There is a risk in reading too much into the 'feel' in one season of a series which changed so much from its beginning to end. M*A*S*H's early years had episodes that focused on serious issues ("The Moose") and in its final season dealt with silly sitcom stuff ("Bombshells").

Still- this episode hits the sweet spot for me. Few might rank it among their favorites, but given a fairly cliched premise--Hawkeye is not paymaster (hey- that was done twice!) but has to shepherd ill-gotten gains back stateside--earlier seasons might have played it for laughs or merely downplayed it. Later seasons might have not spent enough time on this one plot to let it resonate.

The writing here hits every note very well- in particular, the letter Hawk receives from Hastings's parents. Likewise, the disdain Hastings's death receives from his buddies.

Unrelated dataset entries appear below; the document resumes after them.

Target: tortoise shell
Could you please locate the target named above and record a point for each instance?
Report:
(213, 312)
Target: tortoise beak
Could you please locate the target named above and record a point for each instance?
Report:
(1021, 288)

Everything advances Hawk's moral quandary in being entrusted with the money belt of a good man evidently gone bad.

Well acted and directed, the teleplay here truly shines. A genuinely well-written drama within 25 odd minutes. An overlooked episode.

mark said...

Another anachronism: Potter's reference to the Korean village being "redecorated by the War Department". The Department of War no longer existed by hate time of the Korean War, having become the Department of Defense on September 18, 1947. The Departments of the Army, the Navy, and the Air Force (which also became independent of the Army in 1947), each with its own Secretary, were, and still are, subordinate departments to DoD and the Secretary of Defense.